Я удовлетворял его любопытство чуть ли не десять минут. У меня, конечно, получилось лишь бледное подобие того красочного описания, которое накропал «М. де К.» — в нем явственно чувствовалась душа поэта, глаз моряка и сердце патриота своей страны. А его отчет о спуске с борта «бесславного судна, оскверненного кровопролитием» на «широкую грудь томно вздыхающего ночного океана» можно сравнить лишь с описанием «обесчещенного гамака, погружающегося в мрачные глубины, пока горнист на мостике исполняет мелодию, полную неописуемой жестокости».
— Кстати, а что сыграл горнист после водного погребения Гласса? — поинтересовался Гласс.
— О! Всего лишь «Строго конфиденциально». Это старая моряцкая песня. Мы пели ее во Фраттоне еще пятнадцать лет назад, — сонно пробормотал мистер Пайкрофт.
Я помешал остатки сахара в своем стакане. Внезапно в таверну ввалились какие-то вооруженные люди, промокшие и раздраженные. За их спинами нервно улыбался Том Уэсселз.
— Где этот скандально известный тип — Гласс? — рявкнул сержант патруля.
— Здесь! — Морской пехотинец вскочил и вытянулся в струнку. — Но не обязательно принюхиваться ко мне, потому что я убийственно трезв.
— Ого! А что это ты здесь поделывал?
— Слушал трактаты. Можете сами убедиться! У меня сегодня выдался замечательный вечер. Отобедал в здешнем роге изобилия. Целая толпа бездельников с золотыми нашивками станет болтать, что я будто бы смылся в самоволку, но вы не верьте ни единому слову. Я заранее прощаю их. Это был исключительный вечер, не забывайте! — Потом он заискивающим тоном обратился ко мне: — Я слушал все, о чем вы говорили, хоть и с закрытыми глазами, но не упустил ни словечка. — Он презрительно ткнул большим пальцем в сторону мистера Пайкрофта. — Вот он — простой матрос. В этой истории он не видит ничего смешного. Вот это-то и прискорбно...

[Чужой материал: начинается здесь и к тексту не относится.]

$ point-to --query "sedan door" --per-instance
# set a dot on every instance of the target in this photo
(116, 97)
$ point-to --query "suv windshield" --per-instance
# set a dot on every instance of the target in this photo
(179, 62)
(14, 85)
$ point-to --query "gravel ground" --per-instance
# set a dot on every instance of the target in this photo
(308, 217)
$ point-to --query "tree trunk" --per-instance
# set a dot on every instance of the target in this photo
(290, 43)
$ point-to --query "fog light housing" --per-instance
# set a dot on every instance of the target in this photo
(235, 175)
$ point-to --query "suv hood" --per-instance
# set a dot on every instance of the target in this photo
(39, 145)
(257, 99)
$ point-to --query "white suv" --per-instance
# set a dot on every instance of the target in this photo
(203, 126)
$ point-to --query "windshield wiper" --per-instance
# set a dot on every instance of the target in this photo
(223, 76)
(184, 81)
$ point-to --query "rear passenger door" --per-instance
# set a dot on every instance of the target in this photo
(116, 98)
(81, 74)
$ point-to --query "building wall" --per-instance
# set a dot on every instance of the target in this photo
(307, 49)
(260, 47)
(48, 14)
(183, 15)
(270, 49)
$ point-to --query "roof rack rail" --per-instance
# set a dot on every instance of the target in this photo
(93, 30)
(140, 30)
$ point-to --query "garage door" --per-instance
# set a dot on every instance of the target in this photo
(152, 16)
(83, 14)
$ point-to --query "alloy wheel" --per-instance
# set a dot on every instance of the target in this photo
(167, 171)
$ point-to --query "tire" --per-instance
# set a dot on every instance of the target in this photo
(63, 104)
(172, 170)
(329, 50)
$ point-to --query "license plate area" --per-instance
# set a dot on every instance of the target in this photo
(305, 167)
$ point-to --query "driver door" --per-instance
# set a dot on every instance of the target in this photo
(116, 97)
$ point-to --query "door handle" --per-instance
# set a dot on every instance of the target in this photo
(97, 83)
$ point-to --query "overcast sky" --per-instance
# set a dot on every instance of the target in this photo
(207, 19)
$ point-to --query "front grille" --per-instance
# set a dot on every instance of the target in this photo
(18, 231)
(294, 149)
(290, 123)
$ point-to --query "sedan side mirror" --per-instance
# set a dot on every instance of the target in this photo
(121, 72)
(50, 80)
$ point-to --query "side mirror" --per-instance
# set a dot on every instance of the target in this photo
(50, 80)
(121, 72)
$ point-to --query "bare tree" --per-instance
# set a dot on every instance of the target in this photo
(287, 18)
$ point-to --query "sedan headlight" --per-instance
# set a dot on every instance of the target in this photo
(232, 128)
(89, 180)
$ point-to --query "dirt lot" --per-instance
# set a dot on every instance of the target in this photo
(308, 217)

С этими словами рядовой Гласс удалился, тяжело опираясь на руку одного из патрульных.
Мистер Пайкрофт сосредоточенно нахмурился — достичь подобной задумчивости можно только после пяти стаканчиков виски с горячей водой.
— В общем, я действительно не вижу в этой истории ничего смешного — за исключением отдельных мелочей. Особенно в том, что касается облегченных пушечных зарядов. А вам это кажется забавным?
Что-то в его взгляде подсказало мне, что нынешняя ночь выдалась слишком щедрой на горячительные напитки, чтобы он мог вполне воспринять мои аргументы.
— Пожалуй, да, мистер Пайкрофт, — ответил я. — история получилась великолепная, за что я и выражаю вам свою сердечную признательность.
КОННАЯ МОРСКАЯ ПЕХОТА
1911 год
«...Восьмого апреля достопочтенному сэру Р. Б. Холдейну, военному министру, в Палате общин был задан вопрос о деревянных лошадях, которых Военное министерство якобы использует для обучения рекрутов навыкам верховой езды. Лорд Рональдшоу поинтересовался у военного министра, поставляются ли деревянные лошади во все кавалерийские подразделения для обучения новобранцев. «Досточтимый милорд, — ответил мистер Холдейн, — несомненно намекает на деревянных лошадей на качалках, при испытаниях которых были получены весьма удовлетворительные результаты»...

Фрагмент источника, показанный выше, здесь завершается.